“Zamanında emperyalist kapitalizmin ideologları kapitalizmin sürdürülebilir tek sistem olduğunu ve mutlak zaferini ilan etmişlerdi. Oysa Rusya-Ukrayna savaşı ile birlikte yaşananlar bir kez daha gösterdi ki, kapitalizmin sürdürülebilirliği ancak savaşlar sayesinde, yani insanlığın topyekûn yıkımı ile mümkündür.”
24 Şubat 2022’de başlayan Rusya-Ukrayna savaşı iki yılı geride bıraktı. İlk günlerde Rusya’nın Ukrayna’yı birkaç gün içinde dize getireceği ortak bir kanı gibi görünse de Batı emperyalizminin Ukrayna’ya verdiği destek ile birlikte savaş iki yıldır ortaya çıkardığı tüm yıkımla birlikte devam ediyor.
BM raporlarına göre savaş nedeniyle bugüne kadar 10 bini aşkın sivil hayatını kaybetti. Ölen asker sayısı konusunda ise her iki taraf da gerçek bilgileri vermekten kaçıyor, spekülasyona sarılıyor. Ancak en iyimser tahminlerle bile hayatını kaybeden asker sayısı 100 binin üzerinde. Bunun yanında savaş boyunca 1500’ün üzerinde sağlık tesisi, 1600 okul ve 400 civarında köprü yerle bir edildi. Sadece bu rakamlar bile savaşın yarattığı tahribatı ortaya sermeye yetiyor. Ve görünen o ki savaşın yol açtığı çok yönlü yıkım daha da büyüyerek devam edecek. BM verilerine göre 2024 yılında yaklaşık 15 milyon Ukraynalının insani yardıma muhtaç hale düşmesi bekleniyor.
Savaşın yıkımını en ağır şekilde Ukrayna halkı yaşasa da faturasını ödeyen tüm dünya halkları oldu. Savaş politikaları ile baskı uygulamalarını derinleştiren emperyalist devletler bütçelerindeki silahlanma harcamalarını da artırdılar. Böylece kemeri bir kez daha emekçilerin boğazında sıktılar. Pandeminin 1929 bunalımından daha büyük bir ekonomik fatura çıkardığını söyleyenler, enerji kaynaklarının ve dünyanın tahıl ambarının orta yerinde kışkırttıkları savaşın ekonomik faturasını ise görmezden geliyorlar.
Savaş politikalarının kazananı ise bir kez daha emperyalist devletler ve tekeller oldu. Rusya’da son iki yılda Putin’in politikalarını onaylamayan 13 oligark şüpheli şekilde “öldü” ve Putin iktidarını daha da sağlamlaştırdı. Savaş nedeniyle uygulanan ambargolar yüzünden çökeceği iddia edilen Rusya ekonomisi ise geçtiğimiz yıl yüzde 3,5 büyüdü. Bu büyümede aslan payını alan ise doğal olarak silah sektörü oldu. ABD merkezli batılı emperyalistler de savaş boyunca kazanmaya devam ettiler. Rusya ile açıktan karşı karşıya gelmek konusunda temkinli olan bu akbaba sürüleri, besledikleri silah tekellerine milyarlarca dolarlık pazar alanı açtılar.
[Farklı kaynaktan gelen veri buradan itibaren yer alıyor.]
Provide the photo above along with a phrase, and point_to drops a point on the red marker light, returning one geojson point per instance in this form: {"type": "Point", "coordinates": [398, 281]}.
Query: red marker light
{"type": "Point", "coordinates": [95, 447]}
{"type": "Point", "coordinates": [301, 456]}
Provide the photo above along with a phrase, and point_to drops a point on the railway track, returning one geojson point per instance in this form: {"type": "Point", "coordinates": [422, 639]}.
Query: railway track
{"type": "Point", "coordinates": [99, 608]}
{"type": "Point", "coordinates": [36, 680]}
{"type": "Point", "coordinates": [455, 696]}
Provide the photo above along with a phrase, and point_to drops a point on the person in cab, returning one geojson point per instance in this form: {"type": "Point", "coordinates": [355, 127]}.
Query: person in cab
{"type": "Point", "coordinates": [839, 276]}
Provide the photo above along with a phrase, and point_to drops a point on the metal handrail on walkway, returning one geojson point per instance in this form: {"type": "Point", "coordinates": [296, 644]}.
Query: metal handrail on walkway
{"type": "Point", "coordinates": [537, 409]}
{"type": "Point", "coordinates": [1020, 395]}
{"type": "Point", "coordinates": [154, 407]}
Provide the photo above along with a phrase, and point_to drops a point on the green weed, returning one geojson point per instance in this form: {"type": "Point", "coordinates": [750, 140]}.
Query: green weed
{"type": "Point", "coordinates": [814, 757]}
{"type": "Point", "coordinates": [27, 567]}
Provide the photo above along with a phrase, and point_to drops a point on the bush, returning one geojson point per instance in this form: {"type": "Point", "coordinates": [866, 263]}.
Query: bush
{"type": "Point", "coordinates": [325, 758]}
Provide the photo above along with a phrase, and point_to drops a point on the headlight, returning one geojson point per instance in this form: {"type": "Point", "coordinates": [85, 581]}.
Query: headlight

Emperyalist kapitalizmin bu savaşta tuttuğu tek tarafın kendi kârı ve çıkarı olduğunu ortaya seren en çarpıcı örnek ise ArcelorMittal tekeli oldu. İngiltere’nin en zengin ailelerinden olan Mittal ailesine ait ArcelorMittal, Ukrayna’nın en büyük çelik fabrikası. Savaşın başladığı günden beri Ukrayna’ya destek nutukları atsa da geçtiğimiz günlerde Mittal ailesinin ortağı olduğu Hindistanlı bir petrol rafinerisinin Rusya’dan milyarlarca dolar değerinde petrol satın aldığı ortaya çıktı.
Emperyalist tekeller bir yandan timsah gözyaşları döküp Rusya ile ticaret yapan şirketleri ambargo listesine eklediklerine ilişkin açıklamaları yapıyorlar. Öte yandan da büyük tekelleriyle böyle suyun çevresinde dolaşıp milyar dolarları kendi kasalarına aktarmaya devam ediyorlar.
Zamanında emperyalist kapitalizmin ideologları kapitalizmin sürdürülebilir tek sistem olduğunu ve mutlak zaferini ilan etmişlerdi. Oysa Rusya-Ukrayna savaşı ile birlikte yaşananlar bir kez daha gösterdi ki, kapitalizmin sürdürülebilirliği ancak savaşlar sayesinde, yani insanlığın topyekûn yıkımı ile mümkündür.